Since A Course in Miracles has plenty of material pertaining to forgiving "a world", to being loving towards "the outside world", to no longer projecting sin and guilt onto "the world" and so on, in both models, it is easy to see that the idea of God creating the world SEEMS to have a lot of material to back it up.
But where that model falls short is revealed in the difference in its final goal. It seeks to keep the world and not have it disappear. It seeks to make the world REAL, instead of recognizing its unreality. It seeks to combine heaven with earth such that Earth is fully literally heaven. And it seeks to write-off anything suggesting that Earth is not of God, by binding it to the ego's faulty perceptions.
There is an entire step BEYOND the forgiving of this world, a step where God takes us out of this world, where the world disappears, where the stars disappear in light, where the world "merely ceases to seem to be", where it "spins into the nothingness from which it came", where space and time and all their contents disappear, and where the world indeed does come to an end. We leave bodies, we leave the world, and we go to our true home in the Kingdom of God - not of this world.
So you can see that both models have a lot of parallels, both have features that have a similar approach. A person believing that God created the Earth can still adopt a loving attitude toward the world, some FORM of forgiveness toward it, and can even approach the reflection of God - albeit interpreted as literally God itself. The reflection of heaven is "read into" as being merely a way of looking AT heaven, rather than its reflection. And so a person studying under this umbrella could still potentially reach an advanced state of some FORM of love and forgiveness. But it does not take it all the way.
Only when we can recognize that God did not create the Earth can we truly have a) a place to assign statements about Earth being not of God, b) a proper recognition of what a reflection is, c) a correct understanding of what forgiveness means and implies, d) an openness to realizing there is no Earth/world, and e) a willingness to recognize God's Kingdom as beyond this world and our true home in God.
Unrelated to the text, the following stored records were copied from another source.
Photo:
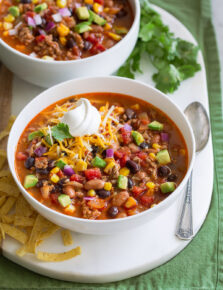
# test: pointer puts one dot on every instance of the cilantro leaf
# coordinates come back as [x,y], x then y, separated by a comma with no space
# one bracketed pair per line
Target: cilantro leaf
[60,132]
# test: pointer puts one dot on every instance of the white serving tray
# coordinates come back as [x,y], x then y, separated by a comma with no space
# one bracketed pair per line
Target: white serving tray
[116,257]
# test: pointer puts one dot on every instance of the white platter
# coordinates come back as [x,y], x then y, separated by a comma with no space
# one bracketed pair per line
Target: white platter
[113,258]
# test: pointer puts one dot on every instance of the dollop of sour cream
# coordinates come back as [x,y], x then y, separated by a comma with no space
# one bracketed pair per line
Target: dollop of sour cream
[83,120]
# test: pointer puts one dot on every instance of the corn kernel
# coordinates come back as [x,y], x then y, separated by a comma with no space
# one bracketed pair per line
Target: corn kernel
[61,3]
[9,18]
[152,156]
[150,185]
[156,146]
[131,202]
[97,8]
[54,178]
[89,2]
[63,30]
[70,209]
[135,107]
[108,27]
[80,165]
[7,25]
[55,170]
[109,166]
[91,192]
[108,186]
[124,171]
[114,36]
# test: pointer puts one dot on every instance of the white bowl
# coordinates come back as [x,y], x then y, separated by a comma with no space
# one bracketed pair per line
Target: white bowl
[100,84]
[48,73]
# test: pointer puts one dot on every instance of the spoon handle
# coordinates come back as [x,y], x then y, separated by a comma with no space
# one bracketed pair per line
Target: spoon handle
[185,226]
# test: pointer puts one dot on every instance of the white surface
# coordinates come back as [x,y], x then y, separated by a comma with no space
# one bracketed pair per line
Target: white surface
[111,258]
[48,73]
[100,84]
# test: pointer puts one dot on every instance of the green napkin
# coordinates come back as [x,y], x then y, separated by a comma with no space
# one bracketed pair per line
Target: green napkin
[200,265]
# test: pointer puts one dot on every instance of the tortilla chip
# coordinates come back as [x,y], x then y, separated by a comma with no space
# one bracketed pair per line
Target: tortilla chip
[67,237]
[15,233]
[23,221]
[7,206]
[58,257]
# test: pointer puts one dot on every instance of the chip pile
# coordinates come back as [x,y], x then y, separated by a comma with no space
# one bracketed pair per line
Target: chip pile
[21,222]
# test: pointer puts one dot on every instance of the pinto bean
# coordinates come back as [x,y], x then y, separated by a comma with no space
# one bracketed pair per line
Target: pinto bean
[69,190]
[94,184]
[120,198]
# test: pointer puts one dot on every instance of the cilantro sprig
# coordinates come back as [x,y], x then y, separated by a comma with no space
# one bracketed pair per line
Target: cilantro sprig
[175,59]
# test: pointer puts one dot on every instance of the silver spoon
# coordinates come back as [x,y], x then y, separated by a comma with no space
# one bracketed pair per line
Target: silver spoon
[199,121]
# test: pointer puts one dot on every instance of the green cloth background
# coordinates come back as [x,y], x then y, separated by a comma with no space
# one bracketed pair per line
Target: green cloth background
[200,265]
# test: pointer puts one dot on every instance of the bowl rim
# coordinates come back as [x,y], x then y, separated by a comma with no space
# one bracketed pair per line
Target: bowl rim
[112,221]
[136,12]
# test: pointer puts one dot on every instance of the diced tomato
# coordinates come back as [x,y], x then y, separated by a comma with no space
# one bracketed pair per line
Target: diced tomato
[77,177]
[54,198]
[101,2]
[146,200]
[137,191]
[93,173]
[21,156]
[40,38]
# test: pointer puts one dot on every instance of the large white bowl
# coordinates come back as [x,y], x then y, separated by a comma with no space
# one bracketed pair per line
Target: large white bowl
[100,84]
[48,73]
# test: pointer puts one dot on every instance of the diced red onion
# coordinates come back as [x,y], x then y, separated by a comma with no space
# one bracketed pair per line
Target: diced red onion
[39,151]
[31,22]
[12,32]
[38,20]
[88,197]
[64,12]
[127,127]
[49,26]
[57,17]
[109,153]
[164,137]
[68,170]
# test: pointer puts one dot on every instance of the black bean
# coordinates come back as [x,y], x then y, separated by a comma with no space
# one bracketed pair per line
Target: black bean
[172,177]
[102,193]
[130,182]
[163,171]
[121,13]
[132,166]
[42,171]
[130,113]
[144,145]
[87,45]
[29,162]
[70,43]
[113,211]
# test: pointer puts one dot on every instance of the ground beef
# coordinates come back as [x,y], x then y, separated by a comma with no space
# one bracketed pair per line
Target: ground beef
[48,47]
[41,162]
[25,35]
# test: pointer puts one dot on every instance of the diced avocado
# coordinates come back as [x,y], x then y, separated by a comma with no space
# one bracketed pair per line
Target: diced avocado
[82,27]
[30,181]
[64,200]
[60,163]
[155,126]
[82,13]
[98,162]
[14,10]
[122,182]
[121,30]
[167,187]
[138,138]
[49,140]
[35,134]
[97,19]
[163,157]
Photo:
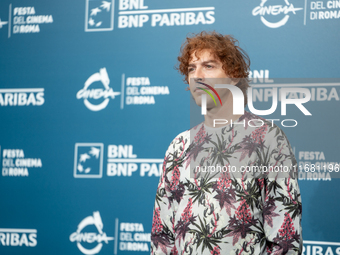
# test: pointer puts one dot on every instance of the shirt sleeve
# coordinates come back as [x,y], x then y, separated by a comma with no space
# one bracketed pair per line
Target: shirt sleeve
[162,233]
[281,199]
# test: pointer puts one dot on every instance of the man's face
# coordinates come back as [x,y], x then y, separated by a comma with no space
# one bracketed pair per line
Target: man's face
[207,69]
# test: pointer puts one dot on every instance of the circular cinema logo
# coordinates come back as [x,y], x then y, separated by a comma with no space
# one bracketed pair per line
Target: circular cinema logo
[81,236]
[100,95]
[280,12]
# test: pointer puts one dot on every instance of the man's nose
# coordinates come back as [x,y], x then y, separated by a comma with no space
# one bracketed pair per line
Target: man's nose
[198,76]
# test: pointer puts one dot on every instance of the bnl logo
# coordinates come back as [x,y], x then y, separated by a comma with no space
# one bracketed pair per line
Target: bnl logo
[99,15]
[88,160]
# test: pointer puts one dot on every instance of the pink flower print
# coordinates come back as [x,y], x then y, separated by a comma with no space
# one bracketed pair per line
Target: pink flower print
[216,251]
[187,213]
[243,212]
[157,226]
[175,178]
[259,134]
[287,228]
[200,136]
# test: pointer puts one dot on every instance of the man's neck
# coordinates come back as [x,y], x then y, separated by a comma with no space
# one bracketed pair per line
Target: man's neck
[223,112]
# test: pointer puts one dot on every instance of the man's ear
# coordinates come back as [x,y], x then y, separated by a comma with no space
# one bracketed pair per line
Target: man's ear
[235,81]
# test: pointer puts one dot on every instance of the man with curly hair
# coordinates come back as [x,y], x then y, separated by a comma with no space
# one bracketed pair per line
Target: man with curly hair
[227,188]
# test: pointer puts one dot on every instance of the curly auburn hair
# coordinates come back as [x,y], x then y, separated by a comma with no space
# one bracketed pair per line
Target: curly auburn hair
[235,61]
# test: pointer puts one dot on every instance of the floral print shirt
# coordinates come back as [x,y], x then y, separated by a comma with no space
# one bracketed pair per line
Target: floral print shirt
[229,211]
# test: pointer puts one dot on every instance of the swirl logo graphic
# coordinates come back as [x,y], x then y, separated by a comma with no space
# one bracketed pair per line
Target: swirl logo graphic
[275,10]
[80,236]
[97,94]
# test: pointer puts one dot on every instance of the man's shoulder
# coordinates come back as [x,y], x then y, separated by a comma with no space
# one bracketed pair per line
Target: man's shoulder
[182,141]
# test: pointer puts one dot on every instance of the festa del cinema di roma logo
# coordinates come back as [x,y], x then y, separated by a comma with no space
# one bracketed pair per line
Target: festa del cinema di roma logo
[100,95]
[275,10]
[79,236]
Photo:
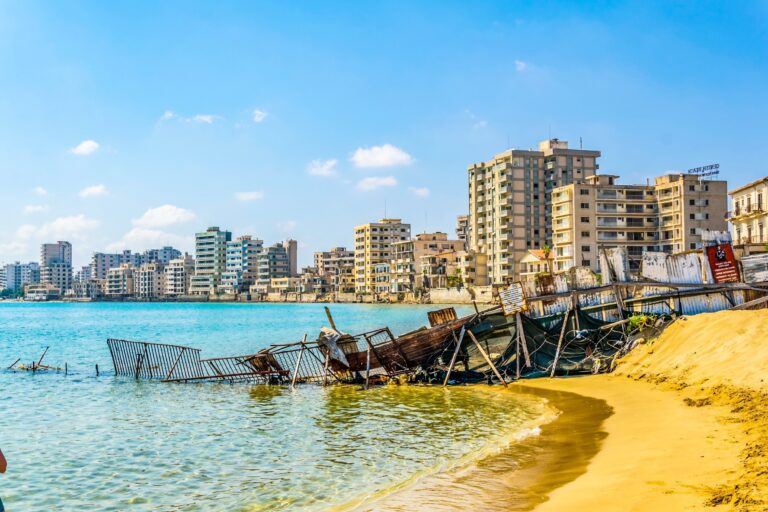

So both approaches can take you quite far, but the belief that God created the Earth will cause you to reach an impasse. You won't be able to go INTO heaven proper, because Earth will act as a doorstop. If you think you reached your destination before you actually did, you're obviously missing out on the final goal. The road doesn't end at planet Earth, it ends in another world entirely. And so the two paths DIVERGE greatly the closer you get to the real world. One aims to settle into life on Earth forever, while the other has its sights set on a world beyond the stars.